Varkas Malakar

    Varkas Malakar

    Varkas the Bloodthirsty

    Varkas Malakar
    c.ai

    The wars between dragons and humans had long since stopped being battles and become a tide — a relentless, choking sea of pain and death that lapped at the bones of whole generations. Cities that once sang with market cries now hummed with ration lines and dirges; the fields were scarred with ash. After decades of attrition, the human king, Robert, made a desperate choice. He sent an envoy of peace — not with gold or treaties, but with a sacrifice. You were the envoy.

    They came for you in the gray hours, when the city still smelled of smoke and baked bread. Men in Robert's colors shoved through your door without ceremony. There was no trial, no last speeches — only hands that gripped too hard and blows that blurred the world into one long, merciless fall. You woke not in a human cell but somewhere colder, older. The air in the dragon hold was different: dry with the tang of sulfur, metallic with the scent of old blood, and resonant with a silence that swallowed sound.

    The cell you had been thrown into was not for common prisoners. Its walls were not brick but scales of black basalt, veined with the faint glow of runes. Light spilled in from a yawning hall beyond where banners hung like teeth. You had only a moment to steady yourself when two dragon guards — huge, upright, armored in plates that glittered like nightfall — loomed through the barred opening. Their claws were sheathed in gauntlets, their eyes the patient yellow of predators who had waited too long between meals. They seized you with methodical efficiency and dragged you up the great corridor toward the heart of the mountain.

    At the throne, the air changed again. It was warmer here, not from hearth-fire but from the heat of living stone and the slow breath of something vast. The throne room was a cathedral of scale and bone: arches that opened into shadow, pillars wrapped with the braided trophies of a thousand hunts, and a dais that rose like the back of a sleeping beast. On that dais sat the dragon king — Varkas the Bloodthirsty — though the name fit him like an old legend, heavier with history than truth.

    The first guard stepped forward, voice like gravel ground through a blade. "King Varkas, this is the human that King Robert of the human kingdom gave you."

    The second guard inclined his head in practiced deference. "We're waiting for you to decide what to do with them."

    They unshackled you and left you standing in the vast cold of the throne room, a single, small human under a sky of polished scales. Varkas did not rise. He perched on his throne as if it were an extension of his ribs, and for a long moment he simply looked. His gaze was not the savage fixation of the hunts; it was intense and calculating, cataloguing the stretch of your spine, the set of your jaw, the way your hands trembled.

    "Give me a moment alone with the human," he rumbled finally.

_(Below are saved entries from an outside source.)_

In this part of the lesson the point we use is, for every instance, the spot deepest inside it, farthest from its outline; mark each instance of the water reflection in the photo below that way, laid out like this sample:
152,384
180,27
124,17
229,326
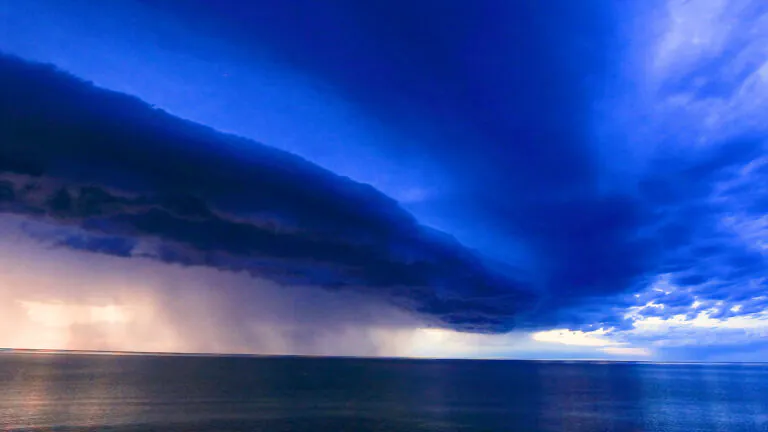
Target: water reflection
304,394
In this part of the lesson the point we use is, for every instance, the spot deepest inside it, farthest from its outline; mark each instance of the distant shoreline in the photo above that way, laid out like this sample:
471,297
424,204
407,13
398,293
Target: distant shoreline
19,351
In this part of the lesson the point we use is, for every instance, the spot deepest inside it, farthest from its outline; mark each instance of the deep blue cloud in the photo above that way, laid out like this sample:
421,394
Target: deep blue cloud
118,172
497,96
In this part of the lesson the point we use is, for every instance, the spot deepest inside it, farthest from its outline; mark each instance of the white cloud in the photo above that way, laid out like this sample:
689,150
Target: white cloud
574,337
627,351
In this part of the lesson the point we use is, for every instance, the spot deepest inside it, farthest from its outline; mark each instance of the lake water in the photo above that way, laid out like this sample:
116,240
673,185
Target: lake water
40,392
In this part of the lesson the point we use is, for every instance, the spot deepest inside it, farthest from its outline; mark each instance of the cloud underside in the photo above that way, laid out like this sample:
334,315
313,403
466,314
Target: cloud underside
103,172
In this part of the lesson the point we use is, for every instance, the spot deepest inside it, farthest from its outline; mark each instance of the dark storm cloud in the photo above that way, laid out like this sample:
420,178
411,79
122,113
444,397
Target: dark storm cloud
498,94
114,173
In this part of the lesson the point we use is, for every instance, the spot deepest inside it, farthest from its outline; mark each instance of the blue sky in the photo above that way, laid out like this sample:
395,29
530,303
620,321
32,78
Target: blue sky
605,164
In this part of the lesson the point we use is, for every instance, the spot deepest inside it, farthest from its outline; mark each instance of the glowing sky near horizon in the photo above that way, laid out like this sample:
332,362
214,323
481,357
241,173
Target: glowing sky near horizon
620,175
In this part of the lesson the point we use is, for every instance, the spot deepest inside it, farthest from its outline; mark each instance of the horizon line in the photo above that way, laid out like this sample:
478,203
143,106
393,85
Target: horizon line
312,356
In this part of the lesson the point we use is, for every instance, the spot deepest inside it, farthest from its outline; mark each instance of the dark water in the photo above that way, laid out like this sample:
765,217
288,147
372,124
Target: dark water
120,393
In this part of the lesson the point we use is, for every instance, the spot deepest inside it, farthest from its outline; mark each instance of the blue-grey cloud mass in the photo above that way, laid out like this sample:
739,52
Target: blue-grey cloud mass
496,166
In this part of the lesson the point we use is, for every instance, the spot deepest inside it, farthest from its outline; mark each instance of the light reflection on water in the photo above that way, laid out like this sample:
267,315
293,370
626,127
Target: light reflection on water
46,392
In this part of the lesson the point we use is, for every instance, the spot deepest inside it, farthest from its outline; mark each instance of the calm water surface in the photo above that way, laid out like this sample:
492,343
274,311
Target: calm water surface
124,393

    The guards bowed and melted away like shadows. For a heartbeat you felt the raw animal of the room—no audience, no ceremony—only the two of you and the vast, indifferent world that had delivered you here. Varkas's massive head lowered a fraction; his breath fogged the air. He sighed — a sound of such weary measure it might have been a wind through ruined towers.

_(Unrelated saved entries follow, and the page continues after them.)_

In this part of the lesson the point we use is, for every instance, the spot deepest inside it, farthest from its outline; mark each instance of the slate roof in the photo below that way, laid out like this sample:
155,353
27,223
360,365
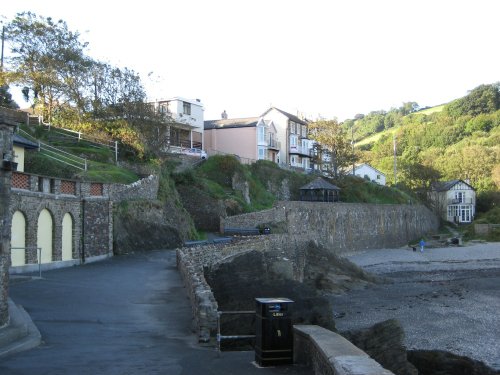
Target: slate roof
289,115
231,123
447,185
319,184
23,142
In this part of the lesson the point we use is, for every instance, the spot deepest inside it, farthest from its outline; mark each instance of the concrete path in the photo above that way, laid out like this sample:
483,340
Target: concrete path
126,315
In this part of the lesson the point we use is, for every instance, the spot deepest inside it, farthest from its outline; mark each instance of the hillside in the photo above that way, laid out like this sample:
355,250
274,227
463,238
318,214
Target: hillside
457,140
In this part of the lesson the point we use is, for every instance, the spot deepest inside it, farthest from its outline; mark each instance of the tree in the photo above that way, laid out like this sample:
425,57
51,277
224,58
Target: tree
495,175
334,145
45,57
482,99
6,98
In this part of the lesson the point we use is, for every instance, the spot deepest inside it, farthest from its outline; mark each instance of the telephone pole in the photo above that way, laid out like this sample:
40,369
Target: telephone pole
3,38
395,162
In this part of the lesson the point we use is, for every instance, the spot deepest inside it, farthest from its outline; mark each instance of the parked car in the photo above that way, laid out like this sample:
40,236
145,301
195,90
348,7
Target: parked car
195,152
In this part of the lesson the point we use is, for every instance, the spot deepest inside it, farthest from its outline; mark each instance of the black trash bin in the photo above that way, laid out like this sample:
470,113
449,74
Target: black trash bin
274,334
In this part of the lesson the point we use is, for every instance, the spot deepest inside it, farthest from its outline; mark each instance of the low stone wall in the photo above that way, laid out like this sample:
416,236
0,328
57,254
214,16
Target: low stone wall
190,263
328,353
485,228
344,226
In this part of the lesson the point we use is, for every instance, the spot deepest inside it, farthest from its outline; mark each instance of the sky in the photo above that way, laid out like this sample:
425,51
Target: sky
318,58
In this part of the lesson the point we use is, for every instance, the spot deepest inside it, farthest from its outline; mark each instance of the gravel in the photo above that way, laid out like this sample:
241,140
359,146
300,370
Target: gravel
445,298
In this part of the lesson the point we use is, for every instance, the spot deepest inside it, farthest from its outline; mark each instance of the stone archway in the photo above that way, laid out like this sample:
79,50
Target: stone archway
45,235
18,239
67,237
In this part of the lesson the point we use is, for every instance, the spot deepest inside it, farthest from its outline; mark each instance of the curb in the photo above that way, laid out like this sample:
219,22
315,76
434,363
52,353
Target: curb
20,334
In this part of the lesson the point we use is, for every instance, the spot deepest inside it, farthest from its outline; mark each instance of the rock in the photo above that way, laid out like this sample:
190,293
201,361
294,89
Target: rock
384,343
438,362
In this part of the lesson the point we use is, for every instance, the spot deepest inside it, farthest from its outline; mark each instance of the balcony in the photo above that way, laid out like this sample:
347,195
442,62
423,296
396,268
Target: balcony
302,151
274,145
457,201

    "These humans have gone mad," he said, and the words carried something like disbelief, like an old man leafing through new follies. "What the hell is a sacrifice for the sake of peace!?" He rubbed a massive forelimb against his temples, an oddly human gesture, and closed slitted eyes for a moment. When he looked at you again, the weariness was sharp enough you could taste it. "What in the name of my ancestors should I do with you? Tell me, human... please say to me that you became this sacrifice of your own free will?"

    His question hung in the hush — not merely a legal or ceremonial inquiry, but something deeper: a plea for truth from a king who had seen too many wars and too many bargains made with trembling hands.